Faced with costs such as fuel, maintenance and repairs, insurance and annual government inspections, ADAPT ran a deficit of about $27,000 last year and a deficit of about $25,000 the year before, Knox said.

The mounting debt is despite raising more than $300,000 a year from the community, including generous contributions over the years from local business people such as Frank Stronach, Dave Wood and Ole Madsen, he said.

Knox, who has contributed more than $30,000 of his own money, is finding it difficult to continue fundraising after being diagnosed with cancer.

Knox, who served with the Royal Canadian Air Force, also suffers from many other health concerns, such as arthritis, glaucoma, angina, heart problems and decompression of the spine, which have left him needing a walker and wheelchair.

He was advised by ADAPT’s CEO to shut down the organization by the end of last year, but said he is determined to keep it going to ensure his vulnerable clients get the service they deserve.

“It’s got to be saved, I believe.

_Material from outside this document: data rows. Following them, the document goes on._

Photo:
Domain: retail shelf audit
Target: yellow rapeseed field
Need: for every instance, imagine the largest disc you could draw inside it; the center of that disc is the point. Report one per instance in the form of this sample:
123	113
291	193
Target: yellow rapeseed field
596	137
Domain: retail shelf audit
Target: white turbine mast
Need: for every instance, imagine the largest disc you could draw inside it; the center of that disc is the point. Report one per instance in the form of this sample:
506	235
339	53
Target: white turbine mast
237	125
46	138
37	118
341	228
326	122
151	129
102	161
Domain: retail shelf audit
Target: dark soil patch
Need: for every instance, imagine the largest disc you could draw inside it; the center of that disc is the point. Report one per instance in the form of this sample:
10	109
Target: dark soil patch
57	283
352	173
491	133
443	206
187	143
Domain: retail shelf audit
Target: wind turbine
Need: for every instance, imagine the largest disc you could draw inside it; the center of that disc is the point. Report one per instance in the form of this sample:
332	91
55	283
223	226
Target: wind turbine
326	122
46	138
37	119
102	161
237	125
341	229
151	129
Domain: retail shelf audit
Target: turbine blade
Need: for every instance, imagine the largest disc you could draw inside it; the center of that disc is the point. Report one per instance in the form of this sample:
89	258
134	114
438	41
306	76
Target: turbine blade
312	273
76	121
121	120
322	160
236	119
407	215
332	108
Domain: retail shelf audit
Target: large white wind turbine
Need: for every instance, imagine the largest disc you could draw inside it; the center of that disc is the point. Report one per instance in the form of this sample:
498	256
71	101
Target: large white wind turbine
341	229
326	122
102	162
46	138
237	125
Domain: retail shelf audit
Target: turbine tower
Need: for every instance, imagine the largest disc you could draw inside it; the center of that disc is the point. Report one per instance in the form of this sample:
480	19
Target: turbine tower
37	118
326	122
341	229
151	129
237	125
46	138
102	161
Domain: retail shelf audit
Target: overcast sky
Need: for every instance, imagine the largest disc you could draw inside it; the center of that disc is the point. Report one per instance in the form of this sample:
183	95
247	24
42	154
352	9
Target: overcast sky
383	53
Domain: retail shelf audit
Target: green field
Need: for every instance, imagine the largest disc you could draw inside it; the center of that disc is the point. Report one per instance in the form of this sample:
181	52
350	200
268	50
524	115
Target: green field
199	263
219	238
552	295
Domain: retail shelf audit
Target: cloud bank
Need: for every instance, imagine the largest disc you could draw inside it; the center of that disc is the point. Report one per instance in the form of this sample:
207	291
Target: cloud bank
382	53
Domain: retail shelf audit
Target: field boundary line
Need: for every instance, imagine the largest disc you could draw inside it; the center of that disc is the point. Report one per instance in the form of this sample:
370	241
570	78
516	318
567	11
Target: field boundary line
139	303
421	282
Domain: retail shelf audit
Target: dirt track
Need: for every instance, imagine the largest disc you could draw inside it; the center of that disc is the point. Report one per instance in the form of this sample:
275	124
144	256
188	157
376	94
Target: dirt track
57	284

I hate the thought of having to close the doors and walk away,” he said.

“I hate the thought because of the people involved, people who rely on us to do what they do.”

Knox has spent years attempting to get funding for ADAPT from different levels of government, but said his pleas have fallen on deaf ears.

But after talking on the phone Monday to Emmerson, he finally sees a glimmer of hope, although he’s trying not to get his hopes up.

“He’s the first politician that I’ve talked to in 50 years or more who really understands. I know he’s caught between a rock and a hard place. I said to him, ‘I know your hands are tied’, but no other level of government is willing to sit down and work something out,” he said.

“He’s more receptive. He’s the first politician that didn’t come out with all kinds of flowery bits and pieces and talk out of both sides of his mouth at the same time, knowing full well he’s not going to do anything, but, geez, he’ll look into it. He is the first one I’ve believed.”